Revenue fell short in the period ended Aug. 2, hurt by weak demand for mobile phones. Same-store sales, a key measure of a retailer's performance because new and closed stores are excluded, will decline by a "low single digit" rate in the third and fourth quarter, Richfield, Minnesota-based Best Buy said Tuesday in a statement.

Chief Executive Hubert Joly has made good on his promise to reduce expenses since arriving in September 2012, helping the stock more than triple last year. Since then, the shares have slipped as investors doubted whether he can execute the second part of his turnaround plan by reviving sales growth.

Net income fell 45 percent to $146 million, or 42 a share, from $266 million, or 77 cents, a year earlier, the company said. Excluding some items, profit was 44 cents a share. Analysts projected 31 cents a share, the average of 23 estimates compiled by Bloomberg.

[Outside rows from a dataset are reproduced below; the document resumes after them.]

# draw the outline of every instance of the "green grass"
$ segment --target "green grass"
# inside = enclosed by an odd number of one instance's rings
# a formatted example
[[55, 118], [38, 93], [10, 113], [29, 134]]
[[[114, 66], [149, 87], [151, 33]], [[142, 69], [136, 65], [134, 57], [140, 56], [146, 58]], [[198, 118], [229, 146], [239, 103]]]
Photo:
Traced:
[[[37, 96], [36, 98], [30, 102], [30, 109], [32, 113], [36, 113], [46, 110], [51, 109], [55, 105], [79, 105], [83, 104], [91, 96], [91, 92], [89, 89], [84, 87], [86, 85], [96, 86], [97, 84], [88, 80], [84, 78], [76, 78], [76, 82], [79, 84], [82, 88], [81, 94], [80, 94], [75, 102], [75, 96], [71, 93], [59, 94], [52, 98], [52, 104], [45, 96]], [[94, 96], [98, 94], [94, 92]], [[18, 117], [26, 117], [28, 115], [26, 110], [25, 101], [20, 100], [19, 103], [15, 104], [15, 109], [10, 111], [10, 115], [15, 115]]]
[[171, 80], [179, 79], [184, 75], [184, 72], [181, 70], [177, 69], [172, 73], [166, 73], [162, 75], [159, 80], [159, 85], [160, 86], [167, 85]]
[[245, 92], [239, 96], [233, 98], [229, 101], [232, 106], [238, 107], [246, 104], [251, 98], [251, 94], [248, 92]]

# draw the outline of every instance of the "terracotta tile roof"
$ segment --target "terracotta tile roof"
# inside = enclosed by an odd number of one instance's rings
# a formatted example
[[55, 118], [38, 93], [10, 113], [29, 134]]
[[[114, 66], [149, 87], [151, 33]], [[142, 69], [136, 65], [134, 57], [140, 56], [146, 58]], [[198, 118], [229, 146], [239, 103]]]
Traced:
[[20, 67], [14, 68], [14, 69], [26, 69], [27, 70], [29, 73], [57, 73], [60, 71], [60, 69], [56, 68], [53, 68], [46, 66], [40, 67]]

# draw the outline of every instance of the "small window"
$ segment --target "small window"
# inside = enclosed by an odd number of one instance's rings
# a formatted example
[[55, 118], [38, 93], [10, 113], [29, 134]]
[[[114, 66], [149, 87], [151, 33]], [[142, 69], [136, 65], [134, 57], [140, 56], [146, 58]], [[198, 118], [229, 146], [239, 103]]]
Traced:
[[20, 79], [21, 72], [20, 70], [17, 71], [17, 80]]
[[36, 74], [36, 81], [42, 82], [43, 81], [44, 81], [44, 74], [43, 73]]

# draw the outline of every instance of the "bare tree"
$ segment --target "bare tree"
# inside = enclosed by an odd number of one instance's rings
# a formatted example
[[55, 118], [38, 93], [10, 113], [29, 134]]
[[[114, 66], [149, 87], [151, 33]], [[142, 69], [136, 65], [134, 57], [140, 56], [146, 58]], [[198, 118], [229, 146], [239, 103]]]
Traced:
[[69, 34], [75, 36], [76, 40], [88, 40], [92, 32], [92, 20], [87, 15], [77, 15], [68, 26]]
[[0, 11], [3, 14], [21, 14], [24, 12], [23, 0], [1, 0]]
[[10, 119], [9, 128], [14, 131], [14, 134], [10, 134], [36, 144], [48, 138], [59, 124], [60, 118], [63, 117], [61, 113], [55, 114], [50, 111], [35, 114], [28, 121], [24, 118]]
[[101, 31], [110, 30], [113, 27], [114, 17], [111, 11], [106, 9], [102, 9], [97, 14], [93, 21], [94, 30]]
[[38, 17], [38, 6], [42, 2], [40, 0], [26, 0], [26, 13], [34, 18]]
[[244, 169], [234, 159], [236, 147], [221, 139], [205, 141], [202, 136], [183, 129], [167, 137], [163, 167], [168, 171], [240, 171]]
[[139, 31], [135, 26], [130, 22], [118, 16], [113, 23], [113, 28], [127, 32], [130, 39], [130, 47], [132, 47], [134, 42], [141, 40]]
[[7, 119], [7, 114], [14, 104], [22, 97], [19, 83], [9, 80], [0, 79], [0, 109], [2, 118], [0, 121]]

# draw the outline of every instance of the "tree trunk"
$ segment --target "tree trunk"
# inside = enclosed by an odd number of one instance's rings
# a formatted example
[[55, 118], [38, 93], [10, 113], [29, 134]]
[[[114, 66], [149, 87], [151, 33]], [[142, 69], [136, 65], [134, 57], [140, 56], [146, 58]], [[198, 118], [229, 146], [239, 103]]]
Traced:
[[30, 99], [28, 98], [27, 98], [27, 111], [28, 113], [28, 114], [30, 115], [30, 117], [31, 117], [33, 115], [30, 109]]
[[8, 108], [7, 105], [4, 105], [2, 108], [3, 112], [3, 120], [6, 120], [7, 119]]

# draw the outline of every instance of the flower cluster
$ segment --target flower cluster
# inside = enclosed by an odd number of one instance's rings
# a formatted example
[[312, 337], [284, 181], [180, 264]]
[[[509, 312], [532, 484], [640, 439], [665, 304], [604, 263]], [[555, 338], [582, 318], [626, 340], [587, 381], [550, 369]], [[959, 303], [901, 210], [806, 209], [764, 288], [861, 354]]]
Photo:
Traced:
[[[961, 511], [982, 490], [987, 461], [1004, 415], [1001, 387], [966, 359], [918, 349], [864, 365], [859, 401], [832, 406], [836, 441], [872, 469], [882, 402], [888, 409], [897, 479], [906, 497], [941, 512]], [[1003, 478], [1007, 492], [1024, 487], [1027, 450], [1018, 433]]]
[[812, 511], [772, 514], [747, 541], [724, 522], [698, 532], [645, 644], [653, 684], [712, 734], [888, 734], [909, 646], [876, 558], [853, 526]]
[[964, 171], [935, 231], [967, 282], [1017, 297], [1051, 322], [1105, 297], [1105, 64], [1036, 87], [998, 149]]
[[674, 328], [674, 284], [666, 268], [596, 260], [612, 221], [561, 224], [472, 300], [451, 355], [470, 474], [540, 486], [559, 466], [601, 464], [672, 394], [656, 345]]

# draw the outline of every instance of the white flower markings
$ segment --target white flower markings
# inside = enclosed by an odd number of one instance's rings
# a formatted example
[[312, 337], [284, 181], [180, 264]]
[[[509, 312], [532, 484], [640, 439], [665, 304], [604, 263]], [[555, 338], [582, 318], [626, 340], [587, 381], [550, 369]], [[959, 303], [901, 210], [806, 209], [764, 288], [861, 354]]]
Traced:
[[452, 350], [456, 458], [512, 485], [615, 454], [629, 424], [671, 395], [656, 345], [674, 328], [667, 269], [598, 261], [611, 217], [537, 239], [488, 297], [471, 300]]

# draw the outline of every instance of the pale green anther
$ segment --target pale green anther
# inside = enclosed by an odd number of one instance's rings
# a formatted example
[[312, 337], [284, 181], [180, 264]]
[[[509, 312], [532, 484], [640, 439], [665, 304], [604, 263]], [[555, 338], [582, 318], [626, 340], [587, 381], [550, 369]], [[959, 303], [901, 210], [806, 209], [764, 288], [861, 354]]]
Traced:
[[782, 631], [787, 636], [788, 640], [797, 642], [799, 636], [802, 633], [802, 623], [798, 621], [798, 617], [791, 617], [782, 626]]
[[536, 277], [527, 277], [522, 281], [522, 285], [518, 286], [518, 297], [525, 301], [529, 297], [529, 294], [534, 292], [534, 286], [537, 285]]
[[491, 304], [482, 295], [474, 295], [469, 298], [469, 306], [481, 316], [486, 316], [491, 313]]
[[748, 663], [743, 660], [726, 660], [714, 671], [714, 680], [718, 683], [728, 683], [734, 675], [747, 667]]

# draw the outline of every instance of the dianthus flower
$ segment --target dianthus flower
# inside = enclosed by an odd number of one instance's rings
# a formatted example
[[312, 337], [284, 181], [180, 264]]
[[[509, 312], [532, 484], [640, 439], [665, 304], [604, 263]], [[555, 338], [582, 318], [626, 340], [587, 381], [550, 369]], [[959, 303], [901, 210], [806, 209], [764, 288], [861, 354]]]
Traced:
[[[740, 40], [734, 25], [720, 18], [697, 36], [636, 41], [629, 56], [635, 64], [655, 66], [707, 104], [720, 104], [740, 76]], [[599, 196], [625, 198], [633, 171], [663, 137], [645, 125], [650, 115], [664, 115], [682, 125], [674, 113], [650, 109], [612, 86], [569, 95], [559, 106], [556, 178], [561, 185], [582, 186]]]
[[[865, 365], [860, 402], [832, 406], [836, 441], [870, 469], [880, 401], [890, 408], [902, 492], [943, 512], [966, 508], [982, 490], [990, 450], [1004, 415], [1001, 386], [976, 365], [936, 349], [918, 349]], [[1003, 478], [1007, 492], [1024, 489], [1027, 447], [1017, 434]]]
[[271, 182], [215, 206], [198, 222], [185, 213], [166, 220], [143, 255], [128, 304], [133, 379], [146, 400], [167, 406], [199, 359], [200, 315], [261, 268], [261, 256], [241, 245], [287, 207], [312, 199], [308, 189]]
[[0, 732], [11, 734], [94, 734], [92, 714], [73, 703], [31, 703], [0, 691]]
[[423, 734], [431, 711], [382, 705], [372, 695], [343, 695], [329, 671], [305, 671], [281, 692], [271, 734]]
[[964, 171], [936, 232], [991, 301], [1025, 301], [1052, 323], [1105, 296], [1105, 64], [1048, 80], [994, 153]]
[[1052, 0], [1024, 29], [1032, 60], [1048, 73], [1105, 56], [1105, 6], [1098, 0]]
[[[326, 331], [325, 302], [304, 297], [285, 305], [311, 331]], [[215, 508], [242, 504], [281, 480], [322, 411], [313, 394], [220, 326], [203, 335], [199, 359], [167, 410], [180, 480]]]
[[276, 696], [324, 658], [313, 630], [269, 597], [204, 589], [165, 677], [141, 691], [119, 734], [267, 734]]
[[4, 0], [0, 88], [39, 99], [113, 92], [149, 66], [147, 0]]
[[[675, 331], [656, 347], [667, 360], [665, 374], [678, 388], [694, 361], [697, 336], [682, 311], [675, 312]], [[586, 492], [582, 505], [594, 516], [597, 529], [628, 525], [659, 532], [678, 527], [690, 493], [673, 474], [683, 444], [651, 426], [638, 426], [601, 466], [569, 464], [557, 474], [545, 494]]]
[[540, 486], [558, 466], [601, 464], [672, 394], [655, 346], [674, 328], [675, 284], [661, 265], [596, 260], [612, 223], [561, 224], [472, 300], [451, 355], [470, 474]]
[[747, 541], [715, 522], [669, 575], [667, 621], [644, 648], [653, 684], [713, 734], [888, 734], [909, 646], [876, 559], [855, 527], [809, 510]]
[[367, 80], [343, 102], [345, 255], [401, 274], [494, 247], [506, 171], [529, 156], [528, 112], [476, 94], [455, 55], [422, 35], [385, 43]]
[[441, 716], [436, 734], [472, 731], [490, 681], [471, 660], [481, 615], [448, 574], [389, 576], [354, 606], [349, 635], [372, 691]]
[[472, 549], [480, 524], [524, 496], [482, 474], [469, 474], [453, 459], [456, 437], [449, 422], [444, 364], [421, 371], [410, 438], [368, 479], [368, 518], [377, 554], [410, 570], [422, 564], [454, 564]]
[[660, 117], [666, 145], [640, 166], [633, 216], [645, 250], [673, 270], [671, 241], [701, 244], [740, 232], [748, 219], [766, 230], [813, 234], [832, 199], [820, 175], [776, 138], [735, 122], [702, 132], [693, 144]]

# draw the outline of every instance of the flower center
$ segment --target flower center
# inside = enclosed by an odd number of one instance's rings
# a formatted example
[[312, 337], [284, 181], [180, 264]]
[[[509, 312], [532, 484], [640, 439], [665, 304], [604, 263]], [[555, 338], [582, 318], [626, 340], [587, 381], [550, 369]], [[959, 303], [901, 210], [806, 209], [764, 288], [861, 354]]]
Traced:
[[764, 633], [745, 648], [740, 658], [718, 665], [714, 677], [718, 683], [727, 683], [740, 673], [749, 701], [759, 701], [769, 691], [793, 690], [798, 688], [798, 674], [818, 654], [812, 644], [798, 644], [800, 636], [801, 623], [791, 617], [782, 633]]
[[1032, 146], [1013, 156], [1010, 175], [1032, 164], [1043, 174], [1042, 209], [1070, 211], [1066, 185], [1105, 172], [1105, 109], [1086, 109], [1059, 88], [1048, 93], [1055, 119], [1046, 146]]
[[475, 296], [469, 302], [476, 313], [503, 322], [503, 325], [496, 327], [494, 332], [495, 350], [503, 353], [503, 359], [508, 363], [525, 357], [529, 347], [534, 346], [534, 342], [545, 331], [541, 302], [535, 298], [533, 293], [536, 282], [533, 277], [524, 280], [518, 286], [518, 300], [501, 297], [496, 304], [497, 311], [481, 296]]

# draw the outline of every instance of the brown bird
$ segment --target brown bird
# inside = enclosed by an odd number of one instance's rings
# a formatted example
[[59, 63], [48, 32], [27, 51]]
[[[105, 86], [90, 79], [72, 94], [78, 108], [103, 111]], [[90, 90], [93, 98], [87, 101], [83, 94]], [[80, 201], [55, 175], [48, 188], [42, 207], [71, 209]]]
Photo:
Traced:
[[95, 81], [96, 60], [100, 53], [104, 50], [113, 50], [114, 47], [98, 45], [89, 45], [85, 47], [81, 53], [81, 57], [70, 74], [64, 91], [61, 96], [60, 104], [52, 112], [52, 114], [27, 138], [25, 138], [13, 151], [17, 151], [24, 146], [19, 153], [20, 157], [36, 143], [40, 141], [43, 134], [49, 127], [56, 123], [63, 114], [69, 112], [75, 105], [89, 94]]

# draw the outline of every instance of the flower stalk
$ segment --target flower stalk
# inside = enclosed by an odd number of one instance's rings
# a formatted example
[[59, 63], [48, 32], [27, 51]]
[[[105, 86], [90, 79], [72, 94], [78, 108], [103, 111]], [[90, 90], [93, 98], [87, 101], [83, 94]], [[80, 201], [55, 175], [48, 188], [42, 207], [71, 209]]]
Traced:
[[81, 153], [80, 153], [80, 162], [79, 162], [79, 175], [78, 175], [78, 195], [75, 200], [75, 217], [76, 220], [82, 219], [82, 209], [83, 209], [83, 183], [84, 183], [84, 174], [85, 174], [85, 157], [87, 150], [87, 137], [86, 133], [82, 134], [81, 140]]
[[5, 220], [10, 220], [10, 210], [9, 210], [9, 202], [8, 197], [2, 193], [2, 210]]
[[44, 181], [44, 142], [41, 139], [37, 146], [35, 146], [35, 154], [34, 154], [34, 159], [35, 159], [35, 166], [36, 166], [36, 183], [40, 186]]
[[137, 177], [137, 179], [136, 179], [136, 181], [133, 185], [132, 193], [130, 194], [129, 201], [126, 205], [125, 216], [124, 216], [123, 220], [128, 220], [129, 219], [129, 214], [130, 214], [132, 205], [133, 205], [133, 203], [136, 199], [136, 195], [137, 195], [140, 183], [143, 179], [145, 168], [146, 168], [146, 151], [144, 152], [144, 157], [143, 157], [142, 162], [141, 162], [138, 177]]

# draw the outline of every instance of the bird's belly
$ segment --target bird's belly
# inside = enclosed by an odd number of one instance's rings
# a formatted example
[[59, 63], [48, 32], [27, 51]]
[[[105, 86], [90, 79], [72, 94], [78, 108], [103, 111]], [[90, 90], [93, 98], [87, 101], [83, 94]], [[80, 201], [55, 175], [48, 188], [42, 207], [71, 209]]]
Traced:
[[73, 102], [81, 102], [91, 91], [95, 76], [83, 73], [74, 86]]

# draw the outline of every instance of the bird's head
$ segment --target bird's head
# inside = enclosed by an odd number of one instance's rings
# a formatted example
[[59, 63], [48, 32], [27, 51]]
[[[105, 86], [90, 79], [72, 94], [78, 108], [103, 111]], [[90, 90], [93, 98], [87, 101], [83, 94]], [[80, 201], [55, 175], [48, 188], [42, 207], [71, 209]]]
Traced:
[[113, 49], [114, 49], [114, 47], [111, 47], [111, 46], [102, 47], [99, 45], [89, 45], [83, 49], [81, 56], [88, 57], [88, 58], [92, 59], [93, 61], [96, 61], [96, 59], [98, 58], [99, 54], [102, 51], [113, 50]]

Best Buy has blamed its inability to revive sales on a lack of innovation in electronics, leading consumers to wait longer to buy new phones, tablets and televisions. The company has gone as far as citing data from NPD Group that showed sales across the industry in the U.S. fell more than its own.

Joly has said he's counting on the latest devices from Apple and 4K televisions, which have four times the resolution then current displays, to help. Apple is expected to introduce new iPhones next month while Samsung Electronics and Sony are pushing 4K within revamped Best Buy home theater departments.